I can't get my world or my old life back, but I sure as hell am going to get my family back, because I plan on making some explosions myself. 

But I'm going to get it all back, because I plan to make some explosions myself. 

* * *

I have a talent: I can read anywhere, while doing anything: walking, showering, eating, playing soccer...it's a talent I've cultivated since birth, a skill that led Mom to ban books at the dinner table and Dad to say, "I just don't care" every time I walk into a wall or slip in the shower because I'm not paying attention.

The morning the bombs went off was the morning that I was so sure my world was going to end if I failed my upcoming biology exam. I used one hand to balance my biology textbook against a sturdy vase of sunflowers and stirred my cereal with my other hand. The house around me was a cacophony of normal morning madness: Dad flipped bacon in a pan, the Keurig ground out Mom's coffee, and my older brother slammed doors and closets upstairs. 

"Bio?" Dad asked as he sat down across from me at the kitchen table with a plate of bacon and strawberries.

"Yes," I said without looking up. "Test on DNA replication today."

"You're crushing your Cheerios with your spoon, sweetheart." Mom leaned down beside Dad and snagged a piece of bacon. I lifted my spoon out of the dregs of my milk and saw that she was right; Cheerio dust swam through the milk. I sat the spoon down, picked up the textbook, and lifted it close to my face, trying to press out the sounds of Luka's bristling anger and the smells of bacon and coffee.

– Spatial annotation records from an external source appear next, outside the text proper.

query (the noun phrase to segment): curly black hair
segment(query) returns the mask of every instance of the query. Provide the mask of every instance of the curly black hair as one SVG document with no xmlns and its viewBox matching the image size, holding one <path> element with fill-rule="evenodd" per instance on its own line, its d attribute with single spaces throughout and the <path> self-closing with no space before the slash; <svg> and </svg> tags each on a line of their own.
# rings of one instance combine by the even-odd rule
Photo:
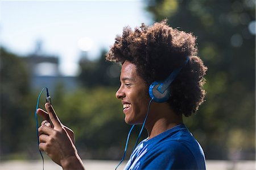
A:
<svg viewBox="0 0 256 170">
<path fill-rule="evenodd" d="M 168 26 L 167 20 L 151 27 L 142 23 L 134 31 L 126 27 L 122 35 L 115 38 L 106 59 L 121 64 L 128 60 L 135 64 L 137 73 L 148 86 L 156 80 L 163 81 L 183 67 L 170 85 L 168 102 L 176 114 L 188 117 L 197 110 L 206 93 L 203 86 L 207 67 L 197 56 L 196 40 L 192 34 Z M 189 62 L 185 64 L 187 56 Z"/>
</svg>

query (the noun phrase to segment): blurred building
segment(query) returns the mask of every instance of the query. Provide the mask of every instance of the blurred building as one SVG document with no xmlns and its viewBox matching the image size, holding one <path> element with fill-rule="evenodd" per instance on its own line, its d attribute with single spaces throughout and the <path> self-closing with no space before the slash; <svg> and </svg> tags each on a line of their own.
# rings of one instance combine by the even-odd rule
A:
<svg viewBox="0 0 256 170">
<path fill-rule="evenodd" d="M 42 42 L 37 42 L 34 52 L 22 59 L 27 64 L 32 89 L 38 90 L 47 86 L 54 92 L 60 86 L 69 90 L 77 87 L 77 77 L 61 75 L 58 56 L 44 53 Z"/>
</svg>

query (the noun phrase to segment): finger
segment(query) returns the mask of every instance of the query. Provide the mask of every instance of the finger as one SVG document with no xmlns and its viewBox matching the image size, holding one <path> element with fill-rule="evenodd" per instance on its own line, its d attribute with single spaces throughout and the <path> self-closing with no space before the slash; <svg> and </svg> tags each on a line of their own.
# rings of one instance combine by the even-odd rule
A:
<svg viewBox="0 0 256 170">
<path fill-rule="evenodd" d="M 48 121 L 47 121 L 47 120 L 44 120 L 43 122 L 42 122 L 41 126 L 43 126 L 43 125 L 46 125 L 48 127 L 52 127 L 52 125 L 51 125 L 51 123 L 49 122 Z"/>
<path fill-rule="evenodd" d="M 54 111 L 54 109 L 52 107 L 52 106 L 50 105 L 50 103 L 47 102 L 45 105 L 45 107 L 46 110 L 47 111 L 49 114 L 49 117 L 51 121 L 52 121 L 52 124 L 53 124 L 54 127 L 61 128 L 61 123 L 60 122 L 60 119 L 59 119 L 58 117 L 56 114 L 55 111 Z"/>
<path fill-rule="evenodd" d="M 45 134 L 49 136 L 51 135 L 54 134 L 55 132 L 55 130 L 45 125 L 41 126 L 38 128 L 38 134 L 39 136 L 42 134 Z"/>
<path fill-rule="evenodd" d="M 39 148 L 39 150 L 41 151 L 44 151 L 46 148 L 46 143 L 43 142 L 40 143 L 38 146 L 38 147 Z"/>
<path fill-rule="evenodd" d="M 45 111 L 43 109 L 38 109 L 36 111 L 36 113 L 41 116 L 44 119 L 46 119 L 49 122 L 49 114 L 47 112 Z"/>
<path fill-rule="evenodd" d="M 76 140 L 75 139 L 74 132 L 69 127 L 63 126 L 63 128 L 66 130 L 68 135 L 69 136 L 70 138 L 72 140 L 73 143 L 75 144 Z"/>
<path fill-rule="evenodd" d="M 49 137 L 48 135 L 42 134 L 39 136 L 39 143 L 46 143 L 49 140 Z"/>
</svg>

Helicase breaks the hydrogen bonds holding the contemporary bases togeth—

Luka banged a door so hard that the entire kitchen table shook, making my baby sister squeal with laughter. I snapped my textbook shut, irritated, "What is he looking for?"

"Take a guess," Mom said. She sat at the table beside Dad with her coffee mug and sighed. "I'm gonna put a cowbell on that phone of his."

"I'd still lose it," Luka grumbled as he bounded into the kitchen with his backpack slung over one bony shoulder. He moved the canisters of sugar and tea sachets. "Has anybody seen it?"